Une nouvelle expérience apprenante :« Les 100 livres de la formation », le making of

par | 6 décembre 2022 | Pédagogie

La formation est touchée par une nouvelle pédagogie : une granularité différente qui semble privilégier le snack content, une grammaire nouvelle qui relie autrement les grains et une histoire originale qui sait capter l’attention dans le temps. Notre projet a été de reprendre ses tendances pour les mettre en œuvre autour d’un contenu assez classique. L’idée de faire une encyclopédie des auteurs, étymologiquement faire le tour du domaine, n’est pas nouvelle.

Notre propos est de la décliner avec les nouvelles tendances de la pédagogie, une façon contemporaine de donner de la saveur au savoir, et une ambition forte, faire avec du snack content une politique de l’excellence : tout ce qui est petit peut être grand. Trois questions pour présenter notre ligne éditoriale, et permettre la transférabilité de la démarche à tous les professionnels de la profession : les formateurs, les pédagogues et les responsables de formation.

1, Pourquoi lire les anciens ?

La première saison, les 20 premiers auteurs, sont « Les Anciens ». Quel intérêt d’interroger Homère ou Parménide ou même plus loin encore, lorsqu’on est pris par l’opérationnalité du quotidien ? Jean-Baptiste Vico, pédagogue du 17ème siècle, considérait que ceux qui oublient l’histoire sont voués à la revivre. Oublier les Anciens c’est être condamné à revivre les problématiques qu’ils ont déjà traitées et au pire faire du surplace. Dans notre monde marqué par le progressisme, la reproduction des problématiques anciennes n’a pour vocation que d’avancer, le progrès social.

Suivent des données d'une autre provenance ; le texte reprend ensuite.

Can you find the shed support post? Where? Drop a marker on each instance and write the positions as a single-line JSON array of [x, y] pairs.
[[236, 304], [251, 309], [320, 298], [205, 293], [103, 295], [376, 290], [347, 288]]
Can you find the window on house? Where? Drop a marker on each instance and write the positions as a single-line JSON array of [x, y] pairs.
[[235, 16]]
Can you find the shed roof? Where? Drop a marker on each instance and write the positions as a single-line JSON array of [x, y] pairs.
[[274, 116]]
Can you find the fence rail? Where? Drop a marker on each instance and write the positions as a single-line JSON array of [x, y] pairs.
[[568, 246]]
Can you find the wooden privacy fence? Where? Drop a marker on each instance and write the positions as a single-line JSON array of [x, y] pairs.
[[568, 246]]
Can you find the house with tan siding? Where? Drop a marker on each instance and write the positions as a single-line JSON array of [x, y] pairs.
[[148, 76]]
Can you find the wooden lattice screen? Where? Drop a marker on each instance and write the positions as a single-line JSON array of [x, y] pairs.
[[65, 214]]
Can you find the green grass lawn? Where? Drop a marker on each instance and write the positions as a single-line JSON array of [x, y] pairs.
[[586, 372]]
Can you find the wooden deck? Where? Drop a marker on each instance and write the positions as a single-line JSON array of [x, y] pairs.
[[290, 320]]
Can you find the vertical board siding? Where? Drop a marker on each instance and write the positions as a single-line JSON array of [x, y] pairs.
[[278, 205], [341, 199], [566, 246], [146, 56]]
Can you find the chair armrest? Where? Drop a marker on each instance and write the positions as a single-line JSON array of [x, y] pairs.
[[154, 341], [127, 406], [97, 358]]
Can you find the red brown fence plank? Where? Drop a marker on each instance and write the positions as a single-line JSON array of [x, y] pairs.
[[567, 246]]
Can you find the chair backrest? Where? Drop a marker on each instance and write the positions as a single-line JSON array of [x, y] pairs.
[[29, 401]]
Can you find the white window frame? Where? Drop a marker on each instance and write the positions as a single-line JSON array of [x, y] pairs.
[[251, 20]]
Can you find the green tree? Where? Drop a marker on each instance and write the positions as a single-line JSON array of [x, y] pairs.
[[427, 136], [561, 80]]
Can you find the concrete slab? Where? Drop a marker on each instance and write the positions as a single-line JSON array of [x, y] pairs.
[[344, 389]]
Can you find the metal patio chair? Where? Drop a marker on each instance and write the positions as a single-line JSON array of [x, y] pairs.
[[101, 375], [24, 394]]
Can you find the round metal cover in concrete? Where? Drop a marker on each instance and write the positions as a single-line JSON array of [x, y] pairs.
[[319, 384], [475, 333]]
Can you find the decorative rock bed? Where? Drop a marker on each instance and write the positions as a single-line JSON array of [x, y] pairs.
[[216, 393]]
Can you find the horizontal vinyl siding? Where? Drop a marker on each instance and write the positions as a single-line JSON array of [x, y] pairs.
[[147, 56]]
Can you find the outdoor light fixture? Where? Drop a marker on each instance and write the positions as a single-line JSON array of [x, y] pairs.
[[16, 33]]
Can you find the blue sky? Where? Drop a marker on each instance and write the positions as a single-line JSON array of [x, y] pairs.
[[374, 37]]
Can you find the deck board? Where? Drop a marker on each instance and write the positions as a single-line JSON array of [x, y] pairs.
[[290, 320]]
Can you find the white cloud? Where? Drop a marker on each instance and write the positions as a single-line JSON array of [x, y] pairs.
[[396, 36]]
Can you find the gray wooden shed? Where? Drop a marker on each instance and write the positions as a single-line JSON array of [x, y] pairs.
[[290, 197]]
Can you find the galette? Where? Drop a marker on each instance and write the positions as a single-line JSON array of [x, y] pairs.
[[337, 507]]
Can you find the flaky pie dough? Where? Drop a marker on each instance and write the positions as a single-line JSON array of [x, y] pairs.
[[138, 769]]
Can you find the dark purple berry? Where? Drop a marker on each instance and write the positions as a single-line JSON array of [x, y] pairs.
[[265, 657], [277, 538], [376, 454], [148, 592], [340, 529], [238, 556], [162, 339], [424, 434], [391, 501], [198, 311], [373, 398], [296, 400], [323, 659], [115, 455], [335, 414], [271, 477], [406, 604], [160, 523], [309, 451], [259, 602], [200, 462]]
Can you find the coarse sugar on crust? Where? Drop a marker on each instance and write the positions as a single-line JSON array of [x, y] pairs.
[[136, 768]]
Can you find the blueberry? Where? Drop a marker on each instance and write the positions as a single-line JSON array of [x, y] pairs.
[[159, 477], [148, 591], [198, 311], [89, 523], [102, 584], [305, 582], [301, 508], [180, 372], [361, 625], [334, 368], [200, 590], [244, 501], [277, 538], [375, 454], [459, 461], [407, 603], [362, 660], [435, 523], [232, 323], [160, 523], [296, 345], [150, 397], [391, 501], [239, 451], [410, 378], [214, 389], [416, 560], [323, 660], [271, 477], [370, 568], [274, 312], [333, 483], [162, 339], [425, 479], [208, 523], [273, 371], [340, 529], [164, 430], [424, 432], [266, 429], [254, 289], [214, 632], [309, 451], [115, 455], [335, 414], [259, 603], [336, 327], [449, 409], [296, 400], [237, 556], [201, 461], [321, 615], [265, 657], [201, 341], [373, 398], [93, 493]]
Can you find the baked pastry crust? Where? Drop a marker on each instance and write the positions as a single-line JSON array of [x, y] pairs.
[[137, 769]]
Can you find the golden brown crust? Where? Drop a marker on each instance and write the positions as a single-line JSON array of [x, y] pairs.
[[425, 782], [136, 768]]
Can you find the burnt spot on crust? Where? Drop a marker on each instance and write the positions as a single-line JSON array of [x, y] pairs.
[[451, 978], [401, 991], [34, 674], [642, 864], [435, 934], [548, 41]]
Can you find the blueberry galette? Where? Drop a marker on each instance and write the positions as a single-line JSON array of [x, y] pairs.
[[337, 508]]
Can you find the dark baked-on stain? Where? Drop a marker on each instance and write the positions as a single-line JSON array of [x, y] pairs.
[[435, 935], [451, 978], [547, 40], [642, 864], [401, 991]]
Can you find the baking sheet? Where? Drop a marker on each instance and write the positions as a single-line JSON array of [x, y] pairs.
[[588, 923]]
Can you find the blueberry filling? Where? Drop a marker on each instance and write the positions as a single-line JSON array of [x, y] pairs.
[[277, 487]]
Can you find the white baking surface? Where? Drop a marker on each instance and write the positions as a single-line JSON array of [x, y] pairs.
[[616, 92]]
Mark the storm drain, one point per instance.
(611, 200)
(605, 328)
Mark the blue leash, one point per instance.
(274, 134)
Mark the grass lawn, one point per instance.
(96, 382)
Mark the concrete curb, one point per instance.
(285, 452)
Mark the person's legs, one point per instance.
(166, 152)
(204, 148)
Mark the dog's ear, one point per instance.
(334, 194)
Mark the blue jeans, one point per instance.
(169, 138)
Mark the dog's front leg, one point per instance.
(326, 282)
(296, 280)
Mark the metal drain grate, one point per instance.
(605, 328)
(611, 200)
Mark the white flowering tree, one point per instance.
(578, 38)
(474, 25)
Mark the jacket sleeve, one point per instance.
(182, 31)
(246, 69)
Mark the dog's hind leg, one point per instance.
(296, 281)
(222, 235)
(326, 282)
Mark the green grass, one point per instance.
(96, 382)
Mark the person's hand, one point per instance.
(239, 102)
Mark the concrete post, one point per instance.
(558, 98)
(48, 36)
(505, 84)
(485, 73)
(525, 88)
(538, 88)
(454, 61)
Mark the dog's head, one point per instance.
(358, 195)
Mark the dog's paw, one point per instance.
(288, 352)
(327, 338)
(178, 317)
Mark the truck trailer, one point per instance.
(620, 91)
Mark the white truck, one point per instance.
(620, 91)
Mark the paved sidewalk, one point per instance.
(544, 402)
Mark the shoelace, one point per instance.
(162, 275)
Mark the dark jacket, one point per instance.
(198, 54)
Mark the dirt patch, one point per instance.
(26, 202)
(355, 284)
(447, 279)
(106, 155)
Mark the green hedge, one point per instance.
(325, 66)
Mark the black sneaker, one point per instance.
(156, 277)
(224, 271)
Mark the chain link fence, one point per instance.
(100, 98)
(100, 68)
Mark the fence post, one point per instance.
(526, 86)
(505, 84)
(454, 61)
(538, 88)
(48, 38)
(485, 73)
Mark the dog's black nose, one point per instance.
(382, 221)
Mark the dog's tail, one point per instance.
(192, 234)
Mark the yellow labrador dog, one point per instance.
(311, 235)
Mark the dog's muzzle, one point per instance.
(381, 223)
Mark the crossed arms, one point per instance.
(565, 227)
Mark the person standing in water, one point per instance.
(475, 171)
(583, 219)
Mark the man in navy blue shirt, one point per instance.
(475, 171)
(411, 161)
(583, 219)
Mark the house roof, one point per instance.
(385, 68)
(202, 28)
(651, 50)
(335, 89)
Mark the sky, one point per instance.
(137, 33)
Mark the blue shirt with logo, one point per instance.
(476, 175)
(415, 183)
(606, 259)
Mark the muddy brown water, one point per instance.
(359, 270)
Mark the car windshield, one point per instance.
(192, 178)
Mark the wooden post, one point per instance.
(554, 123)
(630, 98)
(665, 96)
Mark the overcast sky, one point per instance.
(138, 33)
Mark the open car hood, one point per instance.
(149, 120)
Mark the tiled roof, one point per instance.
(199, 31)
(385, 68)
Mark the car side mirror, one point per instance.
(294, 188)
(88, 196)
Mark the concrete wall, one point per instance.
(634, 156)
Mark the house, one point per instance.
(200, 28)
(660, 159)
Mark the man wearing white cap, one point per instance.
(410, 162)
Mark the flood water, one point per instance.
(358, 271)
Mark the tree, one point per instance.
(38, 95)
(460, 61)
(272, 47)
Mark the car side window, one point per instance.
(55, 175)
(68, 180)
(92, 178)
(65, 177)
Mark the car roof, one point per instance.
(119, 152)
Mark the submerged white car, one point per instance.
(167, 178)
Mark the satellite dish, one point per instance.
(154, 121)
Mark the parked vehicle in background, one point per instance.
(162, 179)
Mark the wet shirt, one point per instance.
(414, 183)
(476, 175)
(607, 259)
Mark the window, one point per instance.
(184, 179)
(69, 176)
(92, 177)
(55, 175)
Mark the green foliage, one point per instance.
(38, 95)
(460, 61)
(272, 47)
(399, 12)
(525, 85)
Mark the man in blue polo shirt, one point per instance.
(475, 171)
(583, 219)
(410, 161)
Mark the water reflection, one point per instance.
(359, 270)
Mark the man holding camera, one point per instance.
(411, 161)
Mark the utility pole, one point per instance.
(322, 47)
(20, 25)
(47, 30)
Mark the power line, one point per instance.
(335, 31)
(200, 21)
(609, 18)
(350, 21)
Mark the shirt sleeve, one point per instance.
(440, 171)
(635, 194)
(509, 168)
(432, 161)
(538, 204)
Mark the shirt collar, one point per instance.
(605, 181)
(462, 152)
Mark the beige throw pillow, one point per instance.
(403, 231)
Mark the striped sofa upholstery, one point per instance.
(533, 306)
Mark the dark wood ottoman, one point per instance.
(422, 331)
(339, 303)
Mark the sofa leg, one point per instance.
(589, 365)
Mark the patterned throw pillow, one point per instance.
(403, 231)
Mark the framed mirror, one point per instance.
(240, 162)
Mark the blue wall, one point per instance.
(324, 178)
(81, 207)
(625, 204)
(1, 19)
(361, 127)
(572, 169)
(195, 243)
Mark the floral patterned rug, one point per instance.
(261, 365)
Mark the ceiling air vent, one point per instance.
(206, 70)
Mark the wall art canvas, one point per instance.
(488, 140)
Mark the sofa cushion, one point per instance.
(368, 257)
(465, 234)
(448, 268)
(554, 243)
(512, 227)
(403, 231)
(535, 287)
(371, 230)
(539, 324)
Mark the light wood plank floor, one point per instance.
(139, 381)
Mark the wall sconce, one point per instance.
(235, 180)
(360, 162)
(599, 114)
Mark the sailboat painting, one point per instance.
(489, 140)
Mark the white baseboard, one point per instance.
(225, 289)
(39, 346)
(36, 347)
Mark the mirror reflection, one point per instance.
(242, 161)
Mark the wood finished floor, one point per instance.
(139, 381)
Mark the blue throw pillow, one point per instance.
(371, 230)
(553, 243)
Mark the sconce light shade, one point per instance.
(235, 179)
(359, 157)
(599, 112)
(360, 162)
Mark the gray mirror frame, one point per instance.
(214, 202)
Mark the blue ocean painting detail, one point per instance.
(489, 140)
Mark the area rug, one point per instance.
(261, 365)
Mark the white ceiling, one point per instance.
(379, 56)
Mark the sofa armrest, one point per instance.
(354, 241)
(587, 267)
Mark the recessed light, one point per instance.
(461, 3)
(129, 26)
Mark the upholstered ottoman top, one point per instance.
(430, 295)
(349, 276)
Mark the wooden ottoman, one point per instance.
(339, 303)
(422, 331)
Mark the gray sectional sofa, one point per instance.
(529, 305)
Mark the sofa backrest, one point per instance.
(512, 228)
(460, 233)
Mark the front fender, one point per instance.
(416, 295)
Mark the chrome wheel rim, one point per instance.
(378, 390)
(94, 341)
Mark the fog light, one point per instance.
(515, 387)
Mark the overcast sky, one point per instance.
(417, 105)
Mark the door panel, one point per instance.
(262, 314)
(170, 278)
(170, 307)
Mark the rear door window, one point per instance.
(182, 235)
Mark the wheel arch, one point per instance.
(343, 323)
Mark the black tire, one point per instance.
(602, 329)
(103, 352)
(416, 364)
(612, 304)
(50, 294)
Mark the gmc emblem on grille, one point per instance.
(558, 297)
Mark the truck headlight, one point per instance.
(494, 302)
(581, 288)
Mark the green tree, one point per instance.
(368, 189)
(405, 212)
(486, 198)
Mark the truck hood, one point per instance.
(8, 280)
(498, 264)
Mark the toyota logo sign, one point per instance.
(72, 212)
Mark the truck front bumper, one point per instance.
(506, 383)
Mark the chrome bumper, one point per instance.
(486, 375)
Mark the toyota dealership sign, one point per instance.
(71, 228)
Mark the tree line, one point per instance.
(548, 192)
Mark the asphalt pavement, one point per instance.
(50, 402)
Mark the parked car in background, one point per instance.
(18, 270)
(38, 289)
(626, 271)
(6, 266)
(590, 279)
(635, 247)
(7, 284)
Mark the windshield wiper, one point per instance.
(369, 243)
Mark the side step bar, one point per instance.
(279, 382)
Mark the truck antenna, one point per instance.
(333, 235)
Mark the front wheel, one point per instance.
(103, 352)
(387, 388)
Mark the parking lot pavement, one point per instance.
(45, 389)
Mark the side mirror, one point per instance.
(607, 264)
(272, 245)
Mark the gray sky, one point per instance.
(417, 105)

Prenons un exemple, Pourquoi lire Socrate aujourd’hui ? Dans Phèdre, Socrate condamne l’écriture manuscrite, à quoi cela sert-il aujourd’hui ? Les raisons socratiques sont les mêmes que celles qu’on retrouve aujourd’hui avec ceux qui critique l’écriture numérique, ou ceux qui préfèrent le présentiel aux classes virtuelles. Pour Socrate, l’écriture est un média fossile, une trace de savoir qui a été vivant, mais qui ne l’est plus, une pensée manufacturée disait Bernard Steigler. Pour avoir une pensée propre, elle doit être relationnelle et humaine pour assurer une transmission des contenus.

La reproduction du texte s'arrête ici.